Op 10 april 2025 heeft de Rechtbank Amsterdam uitspraak gedaan in een zaak betreffende de executie van een Europees aanhoudingsbevel (EAB) dat is uitgevaardigd door de regionale rechtbank in Warschau. Het EAB betreft de aanhouding en overlevering van de opgeëiste persoon, die in Polen is geboren en een vrijheidsstraf van drie jaar en twee maanden moet ondergaan. De rechtbank heeft de behandeling van het EAB op 27 maart 2025 gehouden, waarbij de opgeëiste persoon aanwezig was met zijn raadsvrouw. De rechtbank heeft vastgesteld dat de opgeëiste persoon niet in persoon is verschenen bij de procedures die hebben geleid tot de onderliggende vonnissen, maar dat hij wel op de hoogte was van de procedures. De raadsvrouw heeft aangevoerd dat de overlevering op grond van artikel 12 van de Overleveringswet (OLW) moet worden geweigerd, omdat de opgeëiste persoon niet in staat is geweest om zijn verdedigingsrechten uit te oefenen. De officier van justitie heeft echter betoogd dat de overlevering kan worden toegestaan, aangezien de opgeëiste persoon zelf om een verzamelvonnis heeft verzocht. De rechtbank heeft geoordeeld dat de overlevering kan worden toegestaan, omdat er geen weigeringsgronden zijn en de opgeëiste persoon zich kennelijk onzorgvuldig heeft opgesteld door geen contact te onderhouden met zijn advocaat. De rechtbank heeft de overlevering toegestaan, waarbij zij heeft vastgesteld dat het EAB voldoet aan de eisen van de OLW en dat er geen schending van de verdedigingsrechten van de opgeëiste persoon is.

Uitspraak

RECHTBANK AMSTERDAM

INTERNATIONALE RECHTSHULPKAMER

Parketnummer: 13-390161-24
Datum uitspraak: 10 april 2025
UITSPRAAK
op de vordering van 4 februari 2025 van de officier van justitie bij deze rechtbank tot het in behandeling nemen van een Europees aanhoudingsbevel (EAB). [1]
Dit EAB is uitgevaardigd op 17 oktober 2024 door
the Regional Court in Warsaw, VIII Criminal Divisionin Polen (hierna: de uitvaardigende justitiële autoriteit) en strekt tot de aanhouding en overlevering van:
[opgeëiste persoon] ,
geboren in [geboorteplaats] (Polen) op [geboortedag] 1996,
ingeschreven in de Basisregistratie Personen op het adres:
[BRP-adres] ,
hierna ‘de opgeëiste persoon’.

1.Procesgang

De behandeling van het EAB heeft plaatsgevonden op de zitting van 27 maart 2025, in aanwezigheid van mr. A.L. Wagenaar, officier van justitie. De opgeëiste persoon is verschenen en is bijgestaan door zijn raadsvrouw, mr. J. Kuijper, advocaat in Amsterdam en door een tolk in de Poolse taal.
De rechtbank heeft de termijn waarbinnen zij op grond van de Overleveringswet (OLW) uitspraak moet doen over de verzochte overlevering met 30 dagen verlengd. [2]
Tevens heeft de rechtbank voor sluiting van het onderzoek ter zitting de gevangenhouding bevolen met gelijktijdige schorsing van dat bevel tot aan de uitspraak.

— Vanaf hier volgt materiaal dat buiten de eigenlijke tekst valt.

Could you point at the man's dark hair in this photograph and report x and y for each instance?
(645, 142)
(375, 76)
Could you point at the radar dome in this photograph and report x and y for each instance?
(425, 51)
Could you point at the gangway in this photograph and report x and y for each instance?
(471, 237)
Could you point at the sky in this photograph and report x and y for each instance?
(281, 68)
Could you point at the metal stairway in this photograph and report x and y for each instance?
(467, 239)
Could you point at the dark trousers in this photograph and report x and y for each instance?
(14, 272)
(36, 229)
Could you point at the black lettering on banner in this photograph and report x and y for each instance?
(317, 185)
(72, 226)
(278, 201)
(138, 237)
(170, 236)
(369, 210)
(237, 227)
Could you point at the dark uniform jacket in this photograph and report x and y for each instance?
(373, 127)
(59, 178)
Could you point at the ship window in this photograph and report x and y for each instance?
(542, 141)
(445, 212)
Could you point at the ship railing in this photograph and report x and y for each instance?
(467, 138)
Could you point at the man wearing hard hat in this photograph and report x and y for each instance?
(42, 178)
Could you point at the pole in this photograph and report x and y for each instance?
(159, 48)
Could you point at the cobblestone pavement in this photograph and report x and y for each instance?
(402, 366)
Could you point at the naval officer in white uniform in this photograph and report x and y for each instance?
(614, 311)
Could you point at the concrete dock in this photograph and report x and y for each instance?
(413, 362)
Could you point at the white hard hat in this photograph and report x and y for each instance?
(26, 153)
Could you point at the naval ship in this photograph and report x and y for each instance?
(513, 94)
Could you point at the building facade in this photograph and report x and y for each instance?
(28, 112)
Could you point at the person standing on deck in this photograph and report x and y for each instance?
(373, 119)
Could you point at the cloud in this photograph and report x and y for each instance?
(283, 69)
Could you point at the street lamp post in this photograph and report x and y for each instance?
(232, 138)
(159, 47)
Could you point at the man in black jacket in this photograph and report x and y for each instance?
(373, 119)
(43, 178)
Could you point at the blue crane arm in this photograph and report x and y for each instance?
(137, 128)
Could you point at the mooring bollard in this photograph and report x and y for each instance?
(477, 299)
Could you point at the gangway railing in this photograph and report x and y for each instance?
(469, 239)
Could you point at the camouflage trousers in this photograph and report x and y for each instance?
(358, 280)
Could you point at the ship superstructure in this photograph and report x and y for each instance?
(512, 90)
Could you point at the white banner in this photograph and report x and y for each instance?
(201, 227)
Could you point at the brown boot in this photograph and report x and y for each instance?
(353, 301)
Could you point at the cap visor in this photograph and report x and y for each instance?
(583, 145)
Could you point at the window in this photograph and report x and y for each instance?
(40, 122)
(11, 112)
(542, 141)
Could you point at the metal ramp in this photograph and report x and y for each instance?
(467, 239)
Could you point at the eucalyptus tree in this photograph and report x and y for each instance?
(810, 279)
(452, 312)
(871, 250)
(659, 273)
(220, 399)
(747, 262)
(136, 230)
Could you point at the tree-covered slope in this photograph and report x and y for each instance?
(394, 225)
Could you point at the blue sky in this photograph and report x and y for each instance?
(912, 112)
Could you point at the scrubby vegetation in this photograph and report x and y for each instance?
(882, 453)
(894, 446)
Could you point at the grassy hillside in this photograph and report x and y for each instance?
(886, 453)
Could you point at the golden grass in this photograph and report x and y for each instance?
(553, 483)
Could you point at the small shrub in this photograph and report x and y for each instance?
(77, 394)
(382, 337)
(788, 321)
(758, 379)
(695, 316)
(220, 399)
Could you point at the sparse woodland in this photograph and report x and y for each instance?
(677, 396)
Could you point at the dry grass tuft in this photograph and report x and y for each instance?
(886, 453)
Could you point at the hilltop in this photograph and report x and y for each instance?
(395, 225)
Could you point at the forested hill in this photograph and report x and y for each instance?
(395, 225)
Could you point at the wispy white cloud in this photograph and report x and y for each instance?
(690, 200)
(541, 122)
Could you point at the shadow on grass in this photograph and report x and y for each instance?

2.Identiteit van de opgeëiste persoon

Ter zitting heeft de opgeëiste persoon verklaard dat de bovenvermelde persoonsgegevens juist zijn en dat hij de Poolse nationaliteit heeft.

3.Grondslag en inhoud van het EAB

Het EAB vermeldt een
cumulative judgement of District Court for the Capital City of Warsaw in Warsaw of 29 May 2023, case reference number V K 496/22, covering the following judgements:
the judgement of District Court in Siedlce of 14 June 2017, case ref. no II K 24/17, enforceable on 22 June 2017;
the judgement of District Court in Pruszków of 8 March 2021, case ref. no II K 644/17, changed by the judgement of Regional Court in Warsaw of 1 July 2021, case ref. no X Ka 460/21;
the judgement of District Court for the Capital City of Warsaw of 26 April 2021, case ref. no V K 1165/19, kept enforced by the judgement of Regional Court in Warsaw of 24 Januari 2022, case reference number X Ka 755/21;
the judgement of District Court for the Capital City of Warsaw of 28 April 2021, case ref. no V K 680/19, kept enforced by the judgement of Regional Court in Warsaw of 18 October 2021, case reference number IX Ka 958/21;
the judgement of District Court in Brzeziny of 4 February 2021, case ref. no II K 499/18, kept enforced by the judgement of Regional Court in Łódź of 22 September, case ref. no V Ka 811/21.

The cumulative judgement V K 496/22 was kept enforced by the judgement of Regional Court in Warsaw of 17 November 2023, case ref. X Ka 785/23.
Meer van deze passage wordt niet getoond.